Effects of antidiabetic agents on steatosis and fibrosis biomarkers in type 2 diabetes: A real‐world data analysis

Background & Aims There is intense research for drugs able to reduce disease progression in nonalcoholic fatty liver disease. We aimed to test the impact of novel antidiabetic drugs (dipeptidyl‐peptidase‐4 inhibitors – DPP‐4Is, glucagon‐like peptide‐1 receptor agonists – GLP‐1RAs, sodium‐glucose cotransporter‐2 inhibitors – SGLT‐2Is) on non‐invasive biomarkers of steatosis (fatty liver index, FLI) and fibrosis (Fibrosis‐4 score, FIB‐4) in patients with type 2 diabetes (T2D).
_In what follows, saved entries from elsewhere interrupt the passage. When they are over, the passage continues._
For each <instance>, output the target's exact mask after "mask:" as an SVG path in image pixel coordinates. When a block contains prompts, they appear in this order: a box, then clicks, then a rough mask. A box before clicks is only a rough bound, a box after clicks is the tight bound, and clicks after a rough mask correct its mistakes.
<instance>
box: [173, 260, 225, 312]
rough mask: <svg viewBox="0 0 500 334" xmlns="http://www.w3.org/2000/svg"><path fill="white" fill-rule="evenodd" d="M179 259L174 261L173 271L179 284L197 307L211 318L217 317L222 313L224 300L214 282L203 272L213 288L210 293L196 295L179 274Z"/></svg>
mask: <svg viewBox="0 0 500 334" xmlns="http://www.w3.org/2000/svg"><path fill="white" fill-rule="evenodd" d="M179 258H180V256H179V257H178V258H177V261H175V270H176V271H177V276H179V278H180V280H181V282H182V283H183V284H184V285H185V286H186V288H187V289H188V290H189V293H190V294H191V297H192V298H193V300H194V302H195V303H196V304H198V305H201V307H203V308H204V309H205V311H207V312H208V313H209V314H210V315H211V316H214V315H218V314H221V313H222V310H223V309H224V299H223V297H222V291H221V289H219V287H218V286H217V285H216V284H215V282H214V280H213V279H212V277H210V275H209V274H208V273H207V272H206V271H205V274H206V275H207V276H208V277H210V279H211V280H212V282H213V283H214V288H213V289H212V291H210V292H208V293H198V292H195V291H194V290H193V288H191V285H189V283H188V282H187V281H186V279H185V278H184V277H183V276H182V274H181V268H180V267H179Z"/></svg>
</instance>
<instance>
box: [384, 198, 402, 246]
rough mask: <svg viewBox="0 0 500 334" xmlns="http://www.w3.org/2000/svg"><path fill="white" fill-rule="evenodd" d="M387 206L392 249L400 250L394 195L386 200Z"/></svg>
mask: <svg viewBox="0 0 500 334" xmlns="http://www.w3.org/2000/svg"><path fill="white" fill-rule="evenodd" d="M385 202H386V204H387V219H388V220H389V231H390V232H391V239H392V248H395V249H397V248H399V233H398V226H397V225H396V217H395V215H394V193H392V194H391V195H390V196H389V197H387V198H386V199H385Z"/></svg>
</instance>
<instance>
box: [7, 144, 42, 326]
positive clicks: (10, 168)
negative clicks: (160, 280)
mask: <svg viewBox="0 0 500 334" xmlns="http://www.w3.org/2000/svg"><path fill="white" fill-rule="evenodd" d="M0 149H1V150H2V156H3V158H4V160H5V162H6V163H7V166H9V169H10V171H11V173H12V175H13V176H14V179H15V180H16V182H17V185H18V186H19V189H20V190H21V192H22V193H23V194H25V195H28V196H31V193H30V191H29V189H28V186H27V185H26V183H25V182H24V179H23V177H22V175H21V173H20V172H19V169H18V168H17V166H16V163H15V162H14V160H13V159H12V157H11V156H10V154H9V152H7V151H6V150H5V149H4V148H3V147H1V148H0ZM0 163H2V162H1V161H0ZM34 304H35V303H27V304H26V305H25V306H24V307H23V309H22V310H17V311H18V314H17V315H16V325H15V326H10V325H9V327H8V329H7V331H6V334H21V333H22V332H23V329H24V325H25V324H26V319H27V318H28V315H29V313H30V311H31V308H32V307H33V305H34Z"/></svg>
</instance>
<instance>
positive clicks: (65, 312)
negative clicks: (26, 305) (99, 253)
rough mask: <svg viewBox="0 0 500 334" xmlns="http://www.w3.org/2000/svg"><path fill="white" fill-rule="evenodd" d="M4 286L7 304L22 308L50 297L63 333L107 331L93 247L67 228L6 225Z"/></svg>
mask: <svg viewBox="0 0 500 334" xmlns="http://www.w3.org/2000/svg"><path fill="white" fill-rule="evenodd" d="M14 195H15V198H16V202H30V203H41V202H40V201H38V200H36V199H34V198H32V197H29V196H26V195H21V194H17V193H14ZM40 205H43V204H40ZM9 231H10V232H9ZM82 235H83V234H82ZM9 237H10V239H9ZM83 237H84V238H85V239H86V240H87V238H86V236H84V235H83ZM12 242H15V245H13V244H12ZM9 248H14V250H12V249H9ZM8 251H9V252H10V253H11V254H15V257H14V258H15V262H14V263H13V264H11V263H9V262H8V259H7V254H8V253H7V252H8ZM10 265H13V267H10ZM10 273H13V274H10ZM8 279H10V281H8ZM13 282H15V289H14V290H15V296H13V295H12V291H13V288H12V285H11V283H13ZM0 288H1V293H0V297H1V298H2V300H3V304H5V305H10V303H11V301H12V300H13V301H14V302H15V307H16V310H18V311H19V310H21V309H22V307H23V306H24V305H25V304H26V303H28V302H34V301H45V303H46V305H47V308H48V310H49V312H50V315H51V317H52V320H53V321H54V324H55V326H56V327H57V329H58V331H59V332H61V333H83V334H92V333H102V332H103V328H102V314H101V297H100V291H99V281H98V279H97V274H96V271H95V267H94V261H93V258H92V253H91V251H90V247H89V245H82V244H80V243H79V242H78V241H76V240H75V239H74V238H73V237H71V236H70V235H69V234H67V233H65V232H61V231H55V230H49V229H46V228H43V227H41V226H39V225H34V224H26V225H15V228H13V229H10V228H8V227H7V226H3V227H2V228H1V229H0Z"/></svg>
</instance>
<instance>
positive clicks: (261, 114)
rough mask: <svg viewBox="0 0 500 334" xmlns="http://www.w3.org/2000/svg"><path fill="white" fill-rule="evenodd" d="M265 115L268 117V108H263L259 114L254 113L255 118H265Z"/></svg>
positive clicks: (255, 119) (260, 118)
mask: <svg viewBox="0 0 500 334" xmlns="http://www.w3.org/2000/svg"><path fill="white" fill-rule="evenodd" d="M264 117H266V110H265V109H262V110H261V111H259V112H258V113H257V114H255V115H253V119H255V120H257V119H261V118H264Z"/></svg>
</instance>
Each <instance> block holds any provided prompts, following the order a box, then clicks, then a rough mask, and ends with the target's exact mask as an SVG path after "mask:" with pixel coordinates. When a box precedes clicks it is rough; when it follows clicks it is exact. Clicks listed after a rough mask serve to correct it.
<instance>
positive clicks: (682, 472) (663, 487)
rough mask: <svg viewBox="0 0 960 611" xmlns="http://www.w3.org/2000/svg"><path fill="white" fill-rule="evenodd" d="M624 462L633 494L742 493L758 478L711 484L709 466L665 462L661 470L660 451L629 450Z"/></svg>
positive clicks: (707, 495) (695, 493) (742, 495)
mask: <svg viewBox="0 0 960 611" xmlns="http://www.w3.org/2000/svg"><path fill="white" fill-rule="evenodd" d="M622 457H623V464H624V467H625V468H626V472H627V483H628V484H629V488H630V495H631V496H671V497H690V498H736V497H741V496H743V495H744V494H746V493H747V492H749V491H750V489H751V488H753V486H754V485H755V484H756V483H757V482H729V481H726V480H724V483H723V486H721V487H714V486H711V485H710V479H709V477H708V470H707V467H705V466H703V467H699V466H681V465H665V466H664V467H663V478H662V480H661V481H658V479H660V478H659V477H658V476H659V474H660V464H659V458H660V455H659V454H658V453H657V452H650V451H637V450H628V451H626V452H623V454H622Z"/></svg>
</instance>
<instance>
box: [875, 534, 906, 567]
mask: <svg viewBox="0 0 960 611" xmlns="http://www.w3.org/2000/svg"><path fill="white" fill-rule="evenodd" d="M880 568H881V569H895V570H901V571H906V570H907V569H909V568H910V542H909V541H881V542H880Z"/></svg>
Methods Clinical, anthropometric and biochemical parameters were retrospectively analysed in 637 consecutive T2D patients switched from metformin w/wo sulfonylureas and/or pioglitazone to DPP‐4Is, GLP‐1RAs and SGLT‐2Is in a tertiary care setting. 165 patients maintained on original treatments served as controls. The effects on FLI and FIB‐4 at 6‐ and 12‐month follow‐up were analysed by logistic regression after adjustment for baseline differences, computed by propensity scores, and additional adjustment for changes in glycosylated hemoglobin (HbA1c) and body mass index. Results Body mass index, HbA1c and aminotrasferases significantly decreased following switching to GLP‐1RAs and SGLT2‐Is, compared with both controls and DPP‐4Is, whereas only HbA1c was reduced on DPP‐4Is. FLI and FIB‐4 were reduced on GLP‐1RA and SGLT‐2I; logistic regression analysis confirmed a significant improvement of both biomarkers after adjustment for propensity score. The shift of FIB‐4 values towards the category ruling out advanced fibrosis was maintained after additional adjustment for confounders. These effects were confirmed in a sensitivity analysis on effect size. Conclusions Glucagon‐like peptide‐1 receptor agonists and SGLT‐2Is improve biomarkers of steatosis and fibrosis, in keeping with beneficial effects on liver disease progression, and should be considered the treatment of choice in T2D.